Неужели слух не обманул меня и я действительно это слышал? Как смеет человеческая низость говорить о Боге?
— Это вопрос, по поводу которого я бы не хотел вступать в спор с моим гостем, — отозвался Кавальканти учтивым светским тоном, который плохо вязался с гневом, сверкнувшим в его карих глазах.
В то время я думал, что он ведет себя в высшей степени вызывающе, не подозревая о том, что, предупрежденный о приезде герцога, Кавальканти принял свои меры и что достаточно ему было свистнуть в серебряный свисток, висевший у него на шее, как тут же появится целое полчище вооруженных людей, которые заставят подчиниться мессера Пьерлуиджи вместе со всей его свитой.
Фарнезе оставил эту тему, прекратив разговор небрежной улыбкой. И в этот момент знакомый медлительный голос, некогда ласкавший мой слух сладчайшей музыкой, — теперь он казался мне столь же отвратительным, как кваканье мерзких лягушек, обитающих в Стиксе , — произнес, обращаясь ко мне:
— Скажите, пожалуйста, как изменился наш господин святой! Мы слышали, что вы стали анахоретом, а вы — смотрите-ка — весь в золотой парче, словно желаете своим сиянием затмить самого Феба.
Я стоял перед ней, бледнея и стараясь, чтобы на моем лице не отражалось отвращение, которое она во мне вызывала; кроме того, я заметил, что Бьянка внезапно обернулась и смотрит на нас серьезно и обеспокоенно.
— Таким вы мне больше нравитесь, — продолжала Джулиана. — Клянусь, вы к тому же еще и подросли, по крайней мере, на целый дюйм. Неужели вы ничего не хотите мне сказать?
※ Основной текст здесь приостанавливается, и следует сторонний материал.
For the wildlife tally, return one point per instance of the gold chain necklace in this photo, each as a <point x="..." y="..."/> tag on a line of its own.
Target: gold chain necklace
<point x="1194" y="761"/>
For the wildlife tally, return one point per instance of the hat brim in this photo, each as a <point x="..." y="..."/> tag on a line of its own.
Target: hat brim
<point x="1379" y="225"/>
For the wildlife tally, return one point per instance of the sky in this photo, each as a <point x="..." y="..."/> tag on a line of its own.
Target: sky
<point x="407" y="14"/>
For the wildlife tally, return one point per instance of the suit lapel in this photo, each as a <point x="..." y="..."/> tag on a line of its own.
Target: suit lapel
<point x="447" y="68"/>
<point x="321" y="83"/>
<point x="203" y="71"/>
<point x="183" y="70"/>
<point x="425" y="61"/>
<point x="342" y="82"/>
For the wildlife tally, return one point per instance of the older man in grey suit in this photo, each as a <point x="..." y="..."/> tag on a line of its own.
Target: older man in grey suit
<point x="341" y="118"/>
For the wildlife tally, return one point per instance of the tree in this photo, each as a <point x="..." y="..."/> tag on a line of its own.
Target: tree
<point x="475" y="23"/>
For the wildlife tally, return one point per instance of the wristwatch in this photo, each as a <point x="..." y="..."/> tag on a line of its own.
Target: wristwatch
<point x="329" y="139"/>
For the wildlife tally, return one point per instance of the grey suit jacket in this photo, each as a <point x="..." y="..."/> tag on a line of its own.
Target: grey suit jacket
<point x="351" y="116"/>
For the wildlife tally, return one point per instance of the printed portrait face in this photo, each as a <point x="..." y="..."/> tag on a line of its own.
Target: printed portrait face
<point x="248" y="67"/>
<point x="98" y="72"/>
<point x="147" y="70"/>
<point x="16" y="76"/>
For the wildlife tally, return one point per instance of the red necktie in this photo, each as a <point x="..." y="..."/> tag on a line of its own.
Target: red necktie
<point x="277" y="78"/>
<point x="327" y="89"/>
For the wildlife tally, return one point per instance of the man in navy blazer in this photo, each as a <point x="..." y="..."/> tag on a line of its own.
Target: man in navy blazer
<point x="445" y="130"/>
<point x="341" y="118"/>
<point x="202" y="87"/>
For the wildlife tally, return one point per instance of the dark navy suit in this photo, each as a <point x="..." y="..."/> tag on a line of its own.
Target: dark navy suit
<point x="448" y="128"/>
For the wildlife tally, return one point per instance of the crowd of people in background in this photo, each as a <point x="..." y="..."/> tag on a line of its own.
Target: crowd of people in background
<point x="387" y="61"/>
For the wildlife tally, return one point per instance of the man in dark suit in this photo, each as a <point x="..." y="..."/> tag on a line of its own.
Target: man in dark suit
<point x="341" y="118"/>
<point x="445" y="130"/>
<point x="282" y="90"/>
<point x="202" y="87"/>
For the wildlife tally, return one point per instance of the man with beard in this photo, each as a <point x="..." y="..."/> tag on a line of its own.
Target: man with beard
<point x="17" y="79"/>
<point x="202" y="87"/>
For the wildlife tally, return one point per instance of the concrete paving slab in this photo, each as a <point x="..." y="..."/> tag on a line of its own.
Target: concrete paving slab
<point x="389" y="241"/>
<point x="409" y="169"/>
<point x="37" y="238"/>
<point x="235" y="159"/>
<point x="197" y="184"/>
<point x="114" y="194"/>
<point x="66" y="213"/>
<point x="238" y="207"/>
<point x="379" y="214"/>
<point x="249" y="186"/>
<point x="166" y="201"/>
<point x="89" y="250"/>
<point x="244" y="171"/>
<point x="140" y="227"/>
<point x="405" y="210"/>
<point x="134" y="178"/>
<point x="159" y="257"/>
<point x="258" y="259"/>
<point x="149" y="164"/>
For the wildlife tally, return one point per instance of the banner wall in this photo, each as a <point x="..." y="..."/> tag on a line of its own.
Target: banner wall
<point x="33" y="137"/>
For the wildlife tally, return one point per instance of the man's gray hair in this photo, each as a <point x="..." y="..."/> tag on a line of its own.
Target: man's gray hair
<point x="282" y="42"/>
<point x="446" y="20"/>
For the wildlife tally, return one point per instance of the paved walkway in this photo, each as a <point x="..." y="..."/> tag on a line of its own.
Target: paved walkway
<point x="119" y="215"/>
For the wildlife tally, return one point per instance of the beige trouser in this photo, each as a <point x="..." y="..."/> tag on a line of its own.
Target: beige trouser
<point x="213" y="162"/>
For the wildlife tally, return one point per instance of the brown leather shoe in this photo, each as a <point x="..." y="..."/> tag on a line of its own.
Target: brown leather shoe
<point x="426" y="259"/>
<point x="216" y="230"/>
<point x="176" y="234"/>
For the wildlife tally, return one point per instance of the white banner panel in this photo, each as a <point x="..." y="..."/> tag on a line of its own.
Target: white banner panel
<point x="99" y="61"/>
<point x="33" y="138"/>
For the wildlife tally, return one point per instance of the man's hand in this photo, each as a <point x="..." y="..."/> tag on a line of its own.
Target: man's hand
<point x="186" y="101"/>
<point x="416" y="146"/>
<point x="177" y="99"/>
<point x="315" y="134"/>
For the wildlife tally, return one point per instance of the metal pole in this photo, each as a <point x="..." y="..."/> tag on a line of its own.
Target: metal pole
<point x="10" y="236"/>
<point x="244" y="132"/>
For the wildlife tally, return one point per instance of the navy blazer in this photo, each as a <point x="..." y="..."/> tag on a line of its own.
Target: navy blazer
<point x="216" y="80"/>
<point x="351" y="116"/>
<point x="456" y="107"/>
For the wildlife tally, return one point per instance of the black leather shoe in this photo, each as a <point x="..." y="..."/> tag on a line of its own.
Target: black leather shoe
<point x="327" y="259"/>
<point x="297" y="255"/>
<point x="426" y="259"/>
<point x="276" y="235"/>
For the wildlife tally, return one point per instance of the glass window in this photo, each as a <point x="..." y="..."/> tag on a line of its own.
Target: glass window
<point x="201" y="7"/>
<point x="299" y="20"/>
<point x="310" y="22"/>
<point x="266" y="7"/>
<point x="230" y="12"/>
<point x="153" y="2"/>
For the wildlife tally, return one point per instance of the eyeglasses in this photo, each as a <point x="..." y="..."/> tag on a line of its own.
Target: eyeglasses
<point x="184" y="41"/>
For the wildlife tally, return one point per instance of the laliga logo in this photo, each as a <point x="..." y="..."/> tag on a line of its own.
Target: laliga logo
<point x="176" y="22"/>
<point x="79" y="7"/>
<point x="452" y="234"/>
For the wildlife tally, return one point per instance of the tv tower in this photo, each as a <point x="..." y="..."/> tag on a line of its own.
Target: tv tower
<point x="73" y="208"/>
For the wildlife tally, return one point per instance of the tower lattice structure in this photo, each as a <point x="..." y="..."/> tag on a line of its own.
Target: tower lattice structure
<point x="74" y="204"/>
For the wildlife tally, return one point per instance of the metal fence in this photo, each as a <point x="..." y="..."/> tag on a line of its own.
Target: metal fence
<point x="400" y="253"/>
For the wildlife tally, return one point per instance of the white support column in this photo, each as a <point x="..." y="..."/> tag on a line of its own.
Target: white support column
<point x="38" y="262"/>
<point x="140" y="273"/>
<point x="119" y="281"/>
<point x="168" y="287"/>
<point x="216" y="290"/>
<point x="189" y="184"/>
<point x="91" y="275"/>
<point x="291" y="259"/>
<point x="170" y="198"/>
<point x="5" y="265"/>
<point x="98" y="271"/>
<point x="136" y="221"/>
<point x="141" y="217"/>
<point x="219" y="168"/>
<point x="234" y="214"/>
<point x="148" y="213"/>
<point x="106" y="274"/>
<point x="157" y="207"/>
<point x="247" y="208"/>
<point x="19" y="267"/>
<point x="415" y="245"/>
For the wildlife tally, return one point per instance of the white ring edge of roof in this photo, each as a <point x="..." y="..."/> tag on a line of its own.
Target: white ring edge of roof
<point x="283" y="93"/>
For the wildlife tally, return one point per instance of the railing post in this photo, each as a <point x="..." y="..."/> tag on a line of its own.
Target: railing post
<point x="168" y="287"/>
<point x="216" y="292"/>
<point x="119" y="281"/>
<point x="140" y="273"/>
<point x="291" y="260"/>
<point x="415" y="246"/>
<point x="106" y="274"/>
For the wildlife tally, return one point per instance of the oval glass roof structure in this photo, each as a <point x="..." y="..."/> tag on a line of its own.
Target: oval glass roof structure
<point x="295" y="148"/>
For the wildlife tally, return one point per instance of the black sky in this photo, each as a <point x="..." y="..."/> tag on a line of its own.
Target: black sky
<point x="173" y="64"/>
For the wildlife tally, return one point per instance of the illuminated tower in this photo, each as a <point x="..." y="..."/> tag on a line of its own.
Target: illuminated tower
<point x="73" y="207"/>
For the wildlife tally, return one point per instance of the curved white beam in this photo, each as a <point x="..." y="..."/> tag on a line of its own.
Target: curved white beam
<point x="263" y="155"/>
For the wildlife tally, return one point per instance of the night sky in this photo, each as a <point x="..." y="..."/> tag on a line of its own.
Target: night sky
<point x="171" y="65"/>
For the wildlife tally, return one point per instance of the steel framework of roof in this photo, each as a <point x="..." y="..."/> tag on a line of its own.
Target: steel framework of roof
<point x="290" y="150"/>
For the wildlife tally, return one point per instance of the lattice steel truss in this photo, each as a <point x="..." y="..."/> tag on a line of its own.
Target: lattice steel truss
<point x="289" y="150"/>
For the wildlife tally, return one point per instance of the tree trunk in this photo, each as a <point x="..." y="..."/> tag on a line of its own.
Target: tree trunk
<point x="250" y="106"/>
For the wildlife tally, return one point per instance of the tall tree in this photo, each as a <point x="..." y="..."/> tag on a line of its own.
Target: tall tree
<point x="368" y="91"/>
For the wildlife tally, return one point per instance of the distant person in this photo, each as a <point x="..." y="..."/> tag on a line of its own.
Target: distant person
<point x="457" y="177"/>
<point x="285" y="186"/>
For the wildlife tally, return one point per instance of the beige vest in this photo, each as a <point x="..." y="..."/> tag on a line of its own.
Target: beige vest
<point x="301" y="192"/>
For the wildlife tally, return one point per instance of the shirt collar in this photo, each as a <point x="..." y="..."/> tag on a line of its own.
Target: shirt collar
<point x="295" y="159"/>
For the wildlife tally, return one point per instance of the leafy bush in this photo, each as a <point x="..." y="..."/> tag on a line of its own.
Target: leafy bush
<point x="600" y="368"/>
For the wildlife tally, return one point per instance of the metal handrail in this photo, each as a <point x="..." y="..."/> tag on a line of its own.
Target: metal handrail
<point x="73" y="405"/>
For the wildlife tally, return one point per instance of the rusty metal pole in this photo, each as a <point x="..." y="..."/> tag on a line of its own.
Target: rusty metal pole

Я вынужден был ей ответить.
— Надеюсь, что у вас все благополучно, мадонна, — пробормотал я.
Она улыбнулась еще шире, обнажив ослепительно сверкающие крепкие зубы.
— О, у меня все в порядке, — сказала она, и ее взгляд, брошенный украдкой на герцога, полунасмешливый и полуласковый, придавал, казалось, ее словам какой-то добавочный смысл.
Как он посмел привезти сюда эту женщину, которую он, по всей видимости, отнял у этого негодяя Гамбары, — сюда, в это святилище, где обитала моя чистая, святая Бьянка! За это я готов был убить его на месте, за это я ненавидел его еще в тысячу раз больше, чем за все те гнусности и подлости, что связывали с его ненавистным именем.
А тем временем он, этот папский ублюдок, стоял склонившись перед моей Бьянкой, разговаривая с ней, и всякий раз, когда его взгляд останавливался на ее прекрасном лице — словно гадкая скользкая улитка, которая гложет прекрасную лилию, — в его глазах вспыхивало темное, похотливое пламя. Он, казалось, не думал ни о чем, и меньше всего о том, что все мы стояли вокруг и ждали.
— Вы непременно должны приехать в Пьяченцу, к нашему двору, — ворковал он. — Мы и не знали, что в садах Пальяно расцвел такой восхитительный цветок. Никуда не годится, что такое сокровище находится в столь неприглядном сером окружении. Вы созданы для того, чтобы блистать при дворе, мадонна, а в Пьяченце вы будете царить, как королева.
Он говорил и говорил, преподнося ей все новые грубые и пошлые комплименты, приблизив к ней свое похотливое прыщавое лицо, а она пыталась отстраниться от него, бледная, испуганная, не произнося ни слова. Ее отец взирал на эту картину, сурово нахмурив брови, а Джулиана начала кусать губы, и лицо ее несколько утратило свое прежнее томно-ленивое выражение, в то же время почтительный шепоток придворных, постепенно разрастаясь, превратился в подобострастный хор, вторящий отвратительно льстивым речам герцога.
На помощь дочери пришел наконец Кавальканти, решительно предложив герцогу проследовать в отведенные ему и его свите апартаменты.